Li-Fi smart light bulbs will be available to buy in the high street within the next few years, according to PureLiFi’s director of product marketing.
Speaking at the DTG Summit, Nikola Serafimovski told Recombu that once various hurdles had been cleared, upgrading your home with smart bulbs would be as easy as picking up a set from B&Q and screwing them in.
Work with the IEEE (Institute of Electrical and Electronics Engineers), the body which defines WiFi standards, needs to happen to ensure that the kit you end up buying will be as universal as WiFi devices are today.
The idea behind Li-Fi is that sensors embedded in a variety of devices can send and receive data via LED light bulbs connected to a home network. Previous tests with Li-Fi bulbs have seen 150Mbps and 10Gbps data streams transmitted between devices. Serafimovski said that once Li-Fi products arrive in the home they will be hugely disruptive.
“We see Li-Fi as a solution to the spectrum crunch. The demand for wireless data needs a way of being addressed. Li-Fi operates in a free unlicensed spectrum that’s not dangerous, therefore it can compliment WiFi and other cellular communications. We don’t see Li-Fi as a replacement to WiFi, rather something that sits alongside it.”

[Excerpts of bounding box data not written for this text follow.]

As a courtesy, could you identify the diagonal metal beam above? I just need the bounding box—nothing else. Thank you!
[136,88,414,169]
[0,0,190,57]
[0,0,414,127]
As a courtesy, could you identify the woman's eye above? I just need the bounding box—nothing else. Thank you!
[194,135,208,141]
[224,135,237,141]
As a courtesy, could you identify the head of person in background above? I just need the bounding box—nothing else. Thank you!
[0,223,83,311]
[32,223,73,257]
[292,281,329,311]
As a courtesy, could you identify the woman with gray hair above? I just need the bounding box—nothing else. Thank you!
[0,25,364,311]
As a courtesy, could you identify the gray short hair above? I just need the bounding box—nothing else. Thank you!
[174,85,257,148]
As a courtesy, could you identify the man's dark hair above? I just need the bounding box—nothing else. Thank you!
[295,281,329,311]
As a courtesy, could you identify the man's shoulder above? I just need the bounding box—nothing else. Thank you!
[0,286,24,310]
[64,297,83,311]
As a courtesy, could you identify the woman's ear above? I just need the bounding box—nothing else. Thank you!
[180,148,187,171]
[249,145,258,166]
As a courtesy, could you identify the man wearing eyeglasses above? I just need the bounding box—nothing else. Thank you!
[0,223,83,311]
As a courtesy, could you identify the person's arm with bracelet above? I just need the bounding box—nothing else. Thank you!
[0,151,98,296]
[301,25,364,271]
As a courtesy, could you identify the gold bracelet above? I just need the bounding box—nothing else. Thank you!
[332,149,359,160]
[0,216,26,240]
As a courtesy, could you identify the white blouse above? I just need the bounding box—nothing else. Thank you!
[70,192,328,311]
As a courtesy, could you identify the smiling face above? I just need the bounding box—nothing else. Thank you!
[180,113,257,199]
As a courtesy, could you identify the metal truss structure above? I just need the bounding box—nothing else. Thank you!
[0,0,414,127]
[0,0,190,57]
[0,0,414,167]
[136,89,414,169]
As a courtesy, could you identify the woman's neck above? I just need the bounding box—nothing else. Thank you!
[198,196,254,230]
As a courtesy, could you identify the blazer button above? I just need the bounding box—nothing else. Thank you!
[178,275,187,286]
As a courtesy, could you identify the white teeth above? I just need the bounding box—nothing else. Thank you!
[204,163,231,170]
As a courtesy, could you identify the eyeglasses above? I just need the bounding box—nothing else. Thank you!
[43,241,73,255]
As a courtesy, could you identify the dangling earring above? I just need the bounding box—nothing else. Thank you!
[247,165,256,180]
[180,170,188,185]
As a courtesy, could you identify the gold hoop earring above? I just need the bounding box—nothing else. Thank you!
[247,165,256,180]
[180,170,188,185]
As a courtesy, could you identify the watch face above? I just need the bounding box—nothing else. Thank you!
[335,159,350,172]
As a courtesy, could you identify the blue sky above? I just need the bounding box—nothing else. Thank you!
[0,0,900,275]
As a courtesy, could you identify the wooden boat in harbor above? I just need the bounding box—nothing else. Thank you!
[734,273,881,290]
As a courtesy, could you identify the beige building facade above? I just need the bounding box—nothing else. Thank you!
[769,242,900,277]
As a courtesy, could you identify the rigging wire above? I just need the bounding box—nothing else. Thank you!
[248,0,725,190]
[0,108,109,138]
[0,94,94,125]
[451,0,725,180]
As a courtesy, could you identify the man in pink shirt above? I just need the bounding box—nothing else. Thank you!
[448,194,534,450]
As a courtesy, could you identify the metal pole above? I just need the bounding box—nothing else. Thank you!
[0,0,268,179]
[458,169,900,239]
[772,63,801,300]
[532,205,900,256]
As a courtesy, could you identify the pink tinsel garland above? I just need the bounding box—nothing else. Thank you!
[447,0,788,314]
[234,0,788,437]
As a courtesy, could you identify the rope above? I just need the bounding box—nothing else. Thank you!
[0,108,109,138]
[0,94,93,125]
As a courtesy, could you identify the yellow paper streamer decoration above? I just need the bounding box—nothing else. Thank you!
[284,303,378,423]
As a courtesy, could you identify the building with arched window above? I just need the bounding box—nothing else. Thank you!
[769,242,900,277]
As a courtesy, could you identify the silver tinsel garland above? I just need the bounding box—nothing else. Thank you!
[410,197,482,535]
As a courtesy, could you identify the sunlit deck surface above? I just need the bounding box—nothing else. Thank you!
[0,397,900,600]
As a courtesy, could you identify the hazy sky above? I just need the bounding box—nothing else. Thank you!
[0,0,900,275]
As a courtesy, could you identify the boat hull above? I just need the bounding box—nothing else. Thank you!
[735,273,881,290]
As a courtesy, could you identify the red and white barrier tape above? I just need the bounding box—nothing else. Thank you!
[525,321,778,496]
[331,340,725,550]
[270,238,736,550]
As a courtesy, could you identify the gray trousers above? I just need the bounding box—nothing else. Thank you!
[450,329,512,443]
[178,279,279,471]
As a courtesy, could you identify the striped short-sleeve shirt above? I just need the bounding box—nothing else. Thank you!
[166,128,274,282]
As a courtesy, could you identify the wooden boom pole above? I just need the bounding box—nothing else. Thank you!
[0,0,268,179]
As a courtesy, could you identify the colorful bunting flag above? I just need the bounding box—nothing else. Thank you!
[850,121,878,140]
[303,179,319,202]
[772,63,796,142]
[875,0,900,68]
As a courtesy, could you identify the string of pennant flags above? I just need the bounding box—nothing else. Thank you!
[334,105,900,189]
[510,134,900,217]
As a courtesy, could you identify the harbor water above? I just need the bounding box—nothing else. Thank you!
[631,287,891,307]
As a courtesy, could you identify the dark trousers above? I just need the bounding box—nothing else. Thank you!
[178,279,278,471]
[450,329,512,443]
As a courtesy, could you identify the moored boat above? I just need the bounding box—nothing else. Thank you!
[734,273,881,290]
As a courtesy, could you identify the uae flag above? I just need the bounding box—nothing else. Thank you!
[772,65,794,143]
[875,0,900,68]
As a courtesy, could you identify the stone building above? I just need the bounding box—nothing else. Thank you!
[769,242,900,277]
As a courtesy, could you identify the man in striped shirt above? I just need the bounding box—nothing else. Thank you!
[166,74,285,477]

The idea is that when you get home your phone will automatically connect to your wireless network as usual. When you walk into a room with a Li-Fi bulb switched on, your device will automatically connect to that.
In April, PureLiFi’s partner, the University of Edinburgh successfully demonstrated 1.1Gbps transmissions over 10 meters using less than 0.5W of power, proving that even with dimmed lights, Li-Fi can maintain high data rates.

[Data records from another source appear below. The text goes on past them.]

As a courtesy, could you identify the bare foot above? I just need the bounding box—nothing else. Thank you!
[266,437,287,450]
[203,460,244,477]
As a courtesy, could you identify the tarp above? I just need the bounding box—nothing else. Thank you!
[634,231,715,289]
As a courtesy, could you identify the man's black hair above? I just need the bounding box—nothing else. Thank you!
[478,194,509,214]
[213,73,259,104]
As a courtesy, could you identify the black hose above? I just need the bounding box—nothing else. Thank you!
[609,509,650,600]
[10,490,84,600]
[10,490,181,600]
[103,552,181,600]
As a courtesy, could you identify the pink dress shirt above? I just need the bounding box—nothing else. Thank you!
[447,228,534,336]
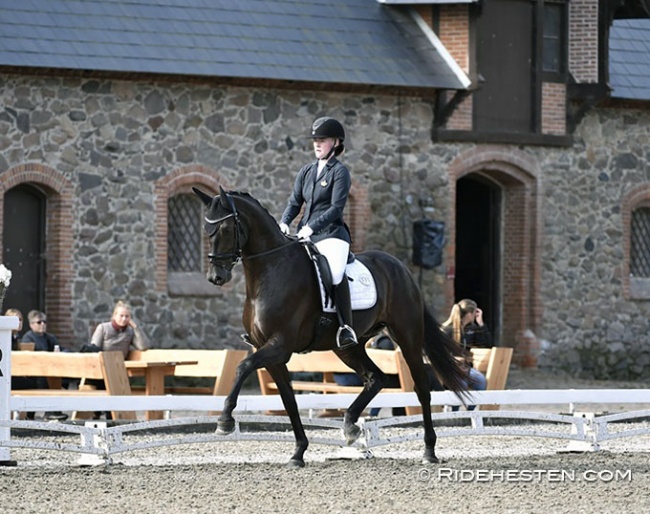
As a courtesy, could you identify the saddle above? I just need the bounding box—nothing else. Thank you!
[301,240,377,312]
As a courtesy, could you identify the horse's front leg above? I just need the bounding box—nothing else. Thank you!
[266,364,309,468]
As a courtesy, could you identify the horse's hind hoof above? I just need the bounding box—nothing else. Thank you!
[216,419,235,435]
[422,451,440,464]
[343,424,361,446]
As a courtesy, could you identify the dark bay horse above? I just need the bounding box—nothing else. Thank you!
[194,188,467,467]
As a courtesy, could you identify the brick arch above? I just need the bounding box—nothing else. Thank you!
[154,164,230,292]
[445,146,542,365]
[621,182,650,300]
[0,163,74,347]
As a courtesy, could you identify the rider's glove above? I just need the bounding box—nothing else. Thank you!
[298,225,314,239]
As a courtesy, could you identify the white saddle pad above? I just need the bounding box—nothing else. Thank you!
[318,259,377,312]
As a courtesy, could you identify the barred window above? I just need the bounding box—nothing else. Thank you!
[630,207,650,278]
[167,194,202,272]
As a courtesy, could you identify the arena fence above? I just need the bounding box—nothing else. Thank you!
[0,317,650,465]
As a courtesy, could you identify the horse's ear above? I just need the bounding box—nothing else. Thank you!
[192,187,212,207]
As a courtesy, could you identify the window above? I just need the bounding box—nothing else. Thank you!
[630,207,650,278]
[167,194,202,272]
[542,3,567,81]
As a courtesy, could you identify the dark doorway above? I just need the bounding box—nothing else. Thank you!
[2,184,46,322]
[454,174,501,343]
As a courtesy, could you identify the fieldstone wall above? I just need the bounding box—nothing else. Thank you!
[0,76,650,379]
[0,77,456,347]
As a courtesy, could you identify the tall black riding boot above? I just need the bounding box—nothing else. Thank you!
[334,275,357,348]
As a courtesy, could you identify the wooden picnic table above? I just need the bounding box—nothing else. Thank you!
[124,360,198,420]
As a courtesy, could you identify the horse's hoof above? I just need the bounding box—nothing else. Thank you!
[217,419,235,435]
[422,451,440,464]
[343,425,361,446]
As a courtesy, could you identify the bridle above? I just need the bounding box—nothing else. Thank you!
[203,192,298,270]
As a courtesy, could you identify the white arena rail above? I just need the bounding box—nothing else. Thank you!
[0,317,650,465]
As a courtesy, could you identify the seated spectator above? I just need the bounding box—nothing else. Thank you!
[81,300,151,420]
[5,309,38,419]
[90,300,151,359]
[22,310,68,421]
[441,299,492,411]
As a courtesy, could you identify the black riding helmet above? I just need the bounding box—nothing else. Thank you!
[309,116,345,155]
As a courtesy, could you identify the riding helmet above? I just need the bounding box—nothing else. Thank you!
[310,116,345,142]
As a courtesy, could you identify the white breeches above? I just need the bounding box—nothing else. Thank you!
[314,237,350,285]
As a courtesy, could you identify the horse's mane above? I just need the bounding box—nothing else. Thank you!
[226,191,275,222]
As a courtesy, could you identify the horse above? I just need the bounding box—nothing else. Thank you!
[192,187,468,467]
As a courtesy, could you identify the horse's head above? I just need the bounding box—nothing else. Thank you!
[192,187,246,286]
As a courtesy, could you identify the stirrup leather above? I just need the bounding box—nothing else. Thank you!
[336,325,359,349]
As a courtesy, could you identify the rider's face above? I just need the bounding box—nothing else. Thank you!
[314,137,336,159]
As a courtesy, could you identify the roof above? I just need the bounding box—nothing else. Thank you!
[0,0,466,89]
[609,19,650,100]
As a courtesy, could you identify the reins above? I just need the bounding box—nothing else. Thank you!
[240,238,299,261]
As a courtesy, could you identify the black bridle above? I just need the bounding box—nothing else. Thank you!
[203,192,298,270]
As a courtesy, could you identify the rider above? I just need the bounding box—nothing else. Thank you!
[280,117,357,348]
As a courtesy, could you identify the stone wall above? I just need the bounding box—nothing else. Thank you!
[0,72,650,379]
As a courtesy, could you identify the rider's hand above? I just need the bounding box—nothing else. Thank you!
[280,223,289,236]
[298,225,314,239]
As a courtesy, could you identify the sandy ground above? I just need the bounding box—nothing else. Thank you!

Cheap Li-Fi kits are rolling off the factory lines in China right now and Professor Harald Haas, chief scientific officer and co-founder of Li-Fi, expects that standard LED lights available now might be able to be retrofitted.
The ‘Li-1st’ hardware PureLiFi had on display at the DTG Summit, obviously too big to fit in any phone (well maybe the Sony Xperia Z Ultra…), is designed to be used in environments like schools and hospitals.
PureLiFi’s customers to date include a mystery US healthcare insurance company, which Serafimovski refused to name, with a growing number of customers from various market verticals.
Serafimovski said that eventually sensors will be small enough to be embedded in phones, tablets, laptops and connected TVs. Japanese company Outstanding Technology has produced a light receiver that plugs into the headphone jack of phones and tablets.
The Outstanding Technology peripherals however are only receivers – Serafimovski said that Li-Fi sensors in phones will be able to send and receive data in the future.